Ibram X. Kendi’s book How to Be an Anti-Racist (One World, 2019) is a sharp-edged, sharply reasoned anatomy of the varied ideas and manifestations of racism. It would be a wise or stubborn person, I think, who could read this book and not learn from it. Kendi uses an autobiographical framework to trace how the ideas of racism flow one out of the other—he delineates them and we consider them as he experiences them. It’s an ingenious device, subtly used, and it gives logic and weight as well as form to his reactions. His theory is that our notion of how racism originates is literally backwards. Kendi said, in an interview on WNYC, “Instead of ignorance and hate leading to racist ideas and racist ideas leading to racist policies, racist policies have been leading to racist ideas and racist ideas have been leading to ignorance and hate,” and that “Those who were producing racist ideas were doing so to justify existing policies that typically benefited them.” I’m not sure that mightn’t be open to chicken-and-egg argument, but Kendi’s presentation of the reality and effect of these ideas is vivid and cogent. He’s particularly interesting on when racism branches off into ideas of family structure, feminism and gender preference: the chapter, for instance, about when, in the 1960s, Daniel Patrick Moynihan took a shot at reinforcing the patriarchy for black families. “Ideas often sing a cappella,” Kendi writes about his own family’s silence on homophobia, but the Moynihan moment reminds us that idiocy is often legion and sings in chorus. Happily, Kendi always keeps the ideal opposite in view: for every chapter and facet of racism, there is its corresponding anti-racist definition, so that the book is more about incitement to action than to despair: “Racism has always been recognizable and mortal.” His policies-first theory leads with some logic to the extended similes at the end of the book between racism and cancer—not just cancer but his own experience of it and victory over it. It comes at a time when we need not just encouragement but instruction against despair—if there is indeed any other time—and Kendi’s angels are too busy thinking and teaching to spend time on tears.

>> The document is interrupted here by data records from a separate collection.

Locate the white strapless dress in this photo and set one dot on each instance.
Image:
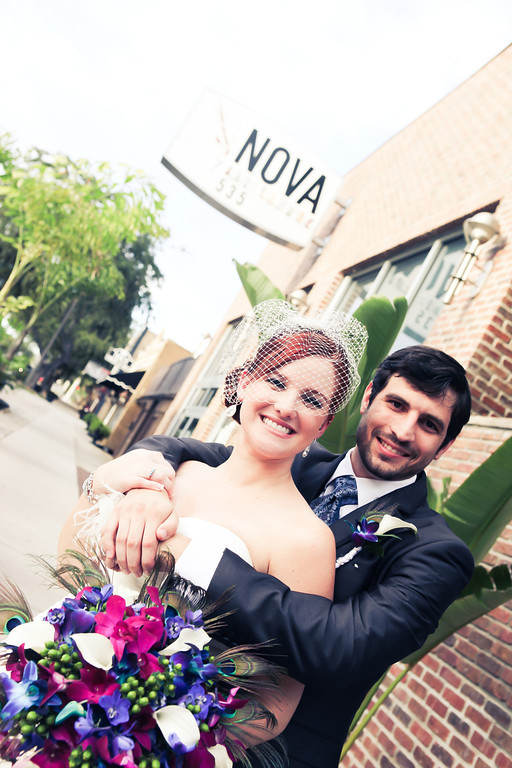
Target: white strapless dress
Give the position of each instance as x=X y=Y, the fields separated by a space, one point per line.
x=129 y=585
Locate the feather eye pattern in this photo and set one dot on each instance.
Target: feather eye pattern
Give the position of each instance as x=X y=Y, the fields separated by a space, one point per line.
x=74 y=570
x=13 y=604
x=246 y=683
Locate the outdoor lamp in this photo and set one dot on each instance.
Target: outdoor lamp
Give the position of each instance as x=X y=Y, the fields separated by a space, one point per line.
x=480 y=229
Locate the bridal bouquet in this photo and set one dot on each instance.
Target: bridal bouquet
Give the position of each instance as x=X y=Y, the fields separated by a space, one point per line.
x=100 y=682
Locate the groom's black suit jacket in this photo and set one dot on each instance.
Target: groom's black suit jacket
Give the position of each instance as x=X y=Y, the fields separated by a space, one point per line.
x=383 y=608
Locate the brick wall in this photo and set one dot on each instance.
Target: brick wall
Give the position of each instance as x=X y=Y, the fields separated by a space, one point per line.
x=454 y=707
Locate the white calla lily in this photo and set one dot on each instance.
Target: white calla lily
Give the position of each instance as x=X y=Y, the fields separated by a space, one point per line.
x=178 y=722
x=32 y=634
x=390 y=523
x=196 y=637
x=96 y=649
x=220 y=753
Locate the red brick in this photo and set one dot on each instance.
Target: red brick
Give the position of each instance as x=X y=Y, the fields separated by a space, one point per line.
x=437 y=705
x=499 y=716
x=501 y=739
x=456 y=701
x=433 y=682
x=439 y=728
x=403 y=739
x=482 y=744
x=472 y=693
x=478 y=718
x=502 y=761
x=422 y=759
x=462 y=749
x=442 y=755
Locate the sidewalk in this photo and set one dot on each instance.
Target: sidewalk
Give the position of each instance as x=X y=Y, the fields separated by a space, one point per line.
x=45 y=454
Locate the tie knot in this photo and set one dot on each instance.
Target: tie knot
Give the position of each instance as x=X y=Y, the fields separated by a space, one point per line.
x=327 y=507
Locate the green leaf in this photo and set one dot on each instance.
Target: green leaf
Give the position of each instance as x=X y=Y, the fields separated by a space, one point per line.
x=481 y=507
x=383 y=320
x=256 y=284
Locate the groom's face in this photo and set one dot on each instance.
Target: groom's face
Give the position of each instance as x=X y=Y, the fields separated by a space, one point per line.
x=401 y=431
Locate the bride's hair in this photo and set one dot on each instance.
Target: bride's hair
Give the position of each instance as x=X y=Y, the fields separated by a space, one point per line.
x=283 y=349
x=274 y=333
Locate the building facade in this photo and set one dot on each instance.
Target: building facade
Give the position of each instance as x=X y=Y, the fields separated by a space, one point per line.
x=397 y=229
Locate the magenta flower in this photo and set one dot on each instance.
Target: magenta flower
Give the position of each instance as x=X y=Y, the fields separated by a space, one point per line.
x=93 y=684
x=116 y=708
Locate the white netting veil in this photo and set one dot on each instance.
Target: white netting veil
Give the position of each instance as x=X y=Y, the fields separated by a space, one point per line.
x=326 y=350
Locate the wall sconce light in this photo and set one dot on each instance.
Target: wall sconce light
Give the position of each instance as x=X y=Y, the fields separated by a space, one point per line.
x=481 y=229
x=298 y=299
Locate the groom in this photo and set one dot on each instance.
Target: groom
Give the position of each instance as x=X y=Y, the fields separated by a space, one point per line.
x=384 y=607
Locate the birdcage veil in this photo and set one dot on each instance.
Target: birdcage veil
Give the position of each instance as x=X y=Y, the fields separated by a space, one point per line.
x=274 y=333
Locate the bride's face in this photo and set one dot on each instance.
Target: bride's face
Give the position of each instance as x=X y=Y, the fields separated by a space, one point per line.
x=289 y=407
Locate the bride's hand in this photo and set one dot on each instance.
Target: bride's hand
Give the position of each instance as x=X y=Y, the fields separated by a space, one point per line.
x=137 y=469
x=129 y=538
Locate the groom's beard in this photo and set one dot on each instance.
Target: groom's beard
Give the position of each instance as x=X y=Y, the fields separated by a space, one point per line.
x=405 y=463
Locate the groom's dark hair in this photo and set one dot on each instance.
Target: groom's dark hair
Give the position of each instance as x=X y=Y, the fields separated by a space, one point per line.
x=432 y=372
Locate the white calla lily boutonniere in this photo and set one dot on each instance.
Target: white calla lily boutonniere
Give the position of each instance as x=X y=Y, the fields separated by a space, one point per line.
x=369 y=531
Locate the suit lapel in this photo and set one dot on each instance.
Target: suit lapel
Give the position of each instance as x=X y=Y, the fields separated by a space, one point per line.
x=398 y=502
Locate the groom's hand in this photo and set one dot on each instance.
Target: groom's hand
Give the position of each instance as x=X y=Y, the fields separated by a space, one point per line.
x=129 y=538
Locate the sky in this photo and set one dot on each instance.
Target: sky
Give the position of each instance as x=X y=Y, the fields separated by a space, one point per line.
x=113 y=80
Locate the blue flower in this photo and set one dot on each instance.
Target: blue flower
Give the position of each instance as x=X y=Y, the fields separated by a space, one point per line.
x=194 y=619
x=364 y=532
x=55 y=616
x=97 y=595
x=173 y=626
x=198 y=698
x=29 y=692
x=116 y=708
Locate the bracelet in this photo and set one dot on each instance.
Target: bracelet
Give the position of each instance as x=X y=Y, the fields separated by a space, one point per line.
x=87 y=489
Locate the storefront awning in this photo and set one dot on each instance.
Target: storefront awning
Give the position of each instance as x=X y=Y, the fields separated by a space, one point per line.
x=122 y=382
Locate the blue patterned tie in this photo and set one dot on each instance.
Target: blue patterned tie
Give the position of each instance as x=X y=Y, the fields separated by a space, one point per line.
x=327 y=507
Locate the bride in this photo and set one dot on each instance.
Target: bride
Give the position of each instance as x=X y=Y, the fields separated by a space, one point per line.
x=287 y=377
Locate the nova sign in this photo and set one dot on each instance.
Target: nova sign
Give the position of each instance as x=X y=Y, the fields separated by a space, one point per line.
x=252 y=171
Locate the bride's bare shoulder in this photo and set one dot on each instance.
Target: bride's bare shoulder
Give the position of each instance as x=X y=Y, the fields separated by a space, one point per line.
x=191 y=468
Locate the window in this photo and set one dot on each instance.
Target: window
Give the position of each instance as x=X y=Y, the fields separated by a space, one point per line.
x=202 y=394
x=421 y=276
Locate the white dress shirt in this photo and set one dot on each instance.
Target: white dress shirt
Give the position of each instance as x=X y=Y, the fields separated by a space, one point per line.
x=200 y=559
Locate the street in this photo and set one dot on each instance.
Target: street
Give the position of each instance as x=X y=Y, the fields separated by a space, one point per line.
x=45 y=454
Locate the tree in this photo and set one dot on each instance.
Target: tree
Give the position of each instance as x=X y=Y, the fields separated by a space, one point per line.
x=65 y=221
x=95 y=321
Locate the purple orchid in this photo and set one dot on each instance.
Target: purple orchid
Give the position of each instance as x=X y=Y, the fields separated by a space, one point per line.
x=23 y=695
x=174 y=625
x=116 y=708
x=364 y=532
x=197 y=697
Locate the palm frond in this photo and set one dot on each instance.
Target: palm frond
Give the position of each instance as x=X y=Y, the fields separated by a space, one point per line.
x=75 y=570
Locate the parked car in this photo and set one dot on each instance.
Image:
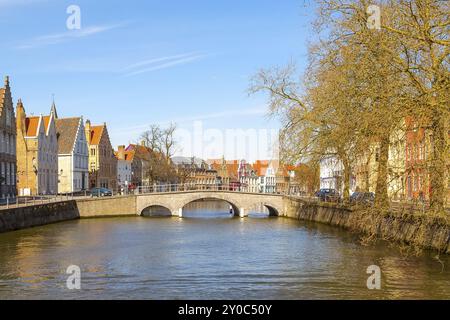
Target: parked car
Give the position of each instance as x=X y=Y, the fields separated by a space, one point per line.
x=100 y=192
x=327 y=195
x=362 y=198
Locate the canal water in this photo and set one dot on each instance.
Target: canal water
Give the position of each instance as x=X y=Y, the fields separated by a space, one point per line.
x=210 y=255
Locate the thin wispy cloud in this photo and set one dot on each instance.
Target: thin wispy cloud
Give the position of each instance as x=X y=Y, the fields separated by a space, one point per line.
x=56 y=38
x=11 y=3
x=208 y=116
x=156 y=60
x=162 y=63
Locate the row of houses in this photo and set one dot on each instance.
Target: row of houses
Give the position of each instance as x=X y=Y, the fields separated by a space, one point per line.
x=262 y=176
x=410 y=151
x=48 y=154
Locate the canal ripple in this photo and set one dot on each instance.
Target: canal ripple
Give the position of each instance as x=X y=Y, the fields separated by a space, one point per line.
x=195 y=258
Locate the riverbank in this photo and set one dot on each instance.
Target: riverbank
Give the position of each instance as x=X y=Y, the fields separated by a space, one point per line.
x=416 y=230
x=37 y=215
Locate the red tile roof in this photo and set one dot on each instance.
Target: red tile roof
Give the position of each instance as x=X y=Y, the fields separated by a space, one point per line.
x=31 y=125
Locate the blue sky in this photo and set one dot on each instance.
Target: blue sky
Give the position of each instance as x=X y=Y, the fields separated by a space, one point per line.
x=134 y=63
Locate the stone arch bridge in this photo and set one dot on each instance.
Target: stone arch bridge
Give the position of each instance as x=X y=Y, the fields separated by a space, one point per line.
x=242 y=203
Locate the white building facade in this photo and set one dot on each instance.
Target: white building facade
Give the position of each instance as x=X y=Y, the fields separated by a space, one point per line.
x=73 y=155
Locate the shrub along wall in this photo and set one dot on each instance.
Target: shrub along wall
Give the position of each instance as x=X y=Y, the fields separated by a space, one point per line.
x=37 y=215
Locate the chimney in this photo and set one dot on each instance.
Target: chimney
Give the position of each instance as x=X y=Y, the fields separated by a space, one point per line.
x=20 y=116
x=87 y=130
x=121 y=152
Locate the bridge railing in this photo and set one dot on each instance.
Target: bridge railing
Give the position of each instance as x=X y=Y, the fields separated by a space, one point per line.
x=165 y=188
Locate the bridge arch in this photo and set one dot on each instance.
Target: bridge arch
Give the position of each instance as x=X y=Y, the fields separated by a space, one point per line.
x=162 y=210
x=232 y=202
x=241 y=202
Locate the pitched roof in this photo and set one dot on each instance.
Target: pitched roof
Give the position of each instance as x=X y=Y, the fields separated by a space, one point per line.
x=128 y=155
x=31 y=125
x=96 y=134
x=46 y=122
x=66 y=130
x=2 y=95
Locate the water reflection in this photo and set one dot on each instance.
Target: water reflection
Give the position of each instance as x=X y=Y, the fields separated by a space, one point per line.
x=229 y=258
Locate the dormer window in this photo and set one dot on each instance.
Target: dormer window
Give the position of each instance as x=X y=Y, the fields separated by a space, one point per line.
x=8 y=117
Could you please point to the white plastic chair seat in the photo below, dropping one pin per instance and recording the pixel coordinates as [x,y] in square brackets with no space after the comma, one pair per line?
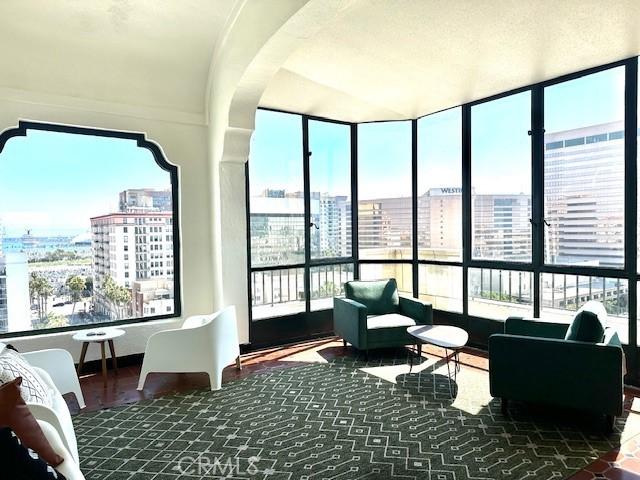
[204,343]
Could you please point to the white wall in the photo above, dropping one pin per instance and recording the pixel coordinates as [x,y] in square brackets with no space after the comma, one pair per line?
[184,144]
[210,149]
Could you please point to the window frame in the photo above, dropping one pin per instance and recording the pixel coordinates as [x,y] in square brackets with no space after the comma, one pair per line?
[537,267]
[141,142]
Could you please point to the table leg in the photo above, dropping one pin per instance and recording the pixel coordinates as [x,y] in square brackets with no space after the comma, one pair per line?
[114,359]
[452,378]
[104,363]
[83,354]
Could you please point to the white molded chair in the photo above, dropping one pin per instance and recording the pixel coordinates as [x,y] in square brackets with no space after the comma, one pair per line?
[59,365]
[204,343]
[56,369]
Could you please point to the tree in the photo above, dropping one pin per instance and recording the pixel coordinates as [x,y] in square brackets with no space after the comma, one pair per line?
[56,320]
[76,285]
[40,290]
[118,296]
[88,288]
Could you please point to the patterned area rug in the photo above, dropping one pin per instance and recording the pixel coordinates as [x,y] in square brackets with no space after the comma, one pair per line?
[345,419]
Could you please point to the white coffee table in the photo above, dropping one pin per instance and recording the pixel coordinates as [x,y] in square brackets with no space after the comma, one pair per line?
[444,336]
[99,335]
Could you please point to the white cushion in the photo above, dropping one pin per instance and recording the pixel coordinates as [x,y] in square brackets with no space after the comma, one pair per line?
[389,320]
[32,389]
[69,467]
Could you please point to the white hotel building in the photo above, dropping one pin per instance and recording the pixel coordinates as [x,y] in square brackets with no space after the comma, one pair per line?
[136,250]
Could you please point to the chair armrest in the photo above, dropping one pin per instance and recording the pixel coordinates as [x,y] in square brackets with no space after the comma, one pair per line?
[176,340]
[350,321]
[46,414]
[531,327]
[58,363]
[421,312]
[563,372]
[69,467]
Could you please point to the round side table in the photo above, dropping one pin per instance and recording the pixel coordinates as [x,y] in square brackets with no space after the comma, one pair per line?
[444,336]
[100,335]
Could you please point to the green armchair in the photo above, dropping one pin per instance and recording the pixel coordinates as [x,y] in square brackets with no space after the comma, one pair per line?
[532,361]
[373,315]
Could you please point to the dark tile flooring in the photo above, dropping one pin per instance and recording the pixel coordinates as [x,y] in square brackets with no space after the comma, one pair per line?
[622,463]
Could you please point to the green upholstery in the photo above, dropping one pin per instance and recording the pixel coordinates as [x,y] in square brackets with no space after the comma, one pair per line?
[379,296]
[368,321]
[533,362]
[587,323]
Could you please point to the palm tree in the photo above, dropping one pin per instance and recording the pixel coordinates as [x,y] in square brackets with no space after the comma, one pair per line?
[40,289]
[76,285]
[118,296]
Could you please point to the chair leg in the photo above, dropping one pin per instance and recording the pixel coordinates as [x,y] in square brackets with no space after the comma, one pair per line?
[143,377]
[215,379]
[609,422]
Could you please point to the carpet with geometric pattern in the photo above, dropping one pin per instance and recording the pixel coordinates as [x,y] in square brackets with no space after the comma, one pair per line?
[343,419]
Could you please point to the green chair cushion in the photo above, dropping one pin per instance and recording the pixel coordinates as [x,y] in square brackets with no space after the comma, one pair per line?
[379,296]
[389,320]
[588,324]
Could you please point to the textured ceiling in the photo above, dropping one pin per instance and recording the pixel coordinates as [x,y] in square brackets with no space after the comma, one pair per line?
[153,53]
[389,59]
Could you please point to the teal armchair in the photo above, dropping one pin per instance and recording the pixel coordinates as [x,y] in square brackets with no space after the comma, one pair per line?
[533,362]
[373,315]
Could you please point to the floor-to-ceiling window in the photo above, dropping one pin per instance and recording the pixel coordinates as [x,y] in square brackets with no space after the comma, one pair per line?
[439,209]
[299,214]
[385,225]
[584,196]
[330,211]
[514,205]
[277,223]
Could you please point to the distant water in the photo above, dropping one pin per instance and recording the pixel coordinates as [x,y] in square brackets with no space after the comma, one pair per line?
[37,246]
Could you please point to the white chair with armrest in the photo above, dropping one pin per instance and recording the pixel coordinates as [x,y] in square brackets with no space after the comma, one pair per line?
[204,343]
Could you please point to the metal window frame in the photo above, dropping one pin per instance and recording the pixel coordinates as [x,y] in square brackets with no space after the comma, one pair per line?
[537,266]
[141,142]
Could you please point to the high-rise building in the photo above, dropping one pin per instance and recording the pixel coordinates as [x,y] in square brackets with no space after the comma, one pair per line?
[277,229]
[584,196]
[502,227]
[3,288]
[145,200]
[386,223]
[130,247]
[440,223]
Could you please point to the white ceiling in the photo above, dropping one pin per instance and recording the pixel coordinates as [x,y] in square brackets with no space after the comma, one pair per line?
[391,59]
[153,53]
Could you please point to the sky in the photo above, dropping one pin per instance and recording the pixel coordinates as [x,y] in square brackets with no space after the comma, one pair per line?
[501,155]
[52,183]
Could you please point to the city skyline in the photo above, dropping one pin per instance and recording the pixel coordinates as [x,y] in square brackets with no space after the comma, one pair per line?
[37,197]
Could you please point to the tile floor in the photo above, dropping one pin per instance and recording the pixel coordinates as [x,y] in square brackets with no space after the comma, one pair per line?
[622,463]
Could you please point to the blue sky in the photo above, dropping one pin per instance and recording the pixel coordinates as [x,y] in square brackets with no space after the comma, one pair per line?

P.S. 2021: A recent and excellent book is The Fire Is Upon Us: James Baldwin, William F. Buckley Jr., and the Debate over Race in America, by Nicholas Buccola (Princeton, 2019). In 1965, James Baldwin’s British publisher got him invited to the Cambridge Union to debate, the chosen theme being “The American Dream is at the expense of the American Negro.” Baldwin’s opponent in the debate would be William F. Buckley Jr., founder of the National Review and seen at the time as the conservative movement’s heavy thinker. The debate was widely publicized, broadcast by the BBC, and is still visible (in an edited form, though Baldwin’s speech is complete) on Youtube. Buccola does an admirable job of tracing the two opponent’s careers as well as their stances towards the civil rights movement. Reading Buccola—who seems to me to play fair throughout—and watching the debate itself, I felt that Buckley showed a disconcerting ability to handle things wrong end foremost and, less importantly, comported himself like the character in an Indiana Jones movie whose suavity marks him out (immediately) as a rotter and probably a Nazi. I am not, I admit, impartial: Buckley has always gotten up my nose. But by the end of Baldwin’s speech, which received the only standing ovation then on record in the Cambridge Union, Buckley admitted later he knew he wasn’t going to be able to win the evening. Both the debate and Buccola’s book are hair-raising exhibits of what you could say even into the nineteen-sixties and not be thought a raving racist; they make Baldwin’s passion and his concern the whole American community seem all the more heroic and humane.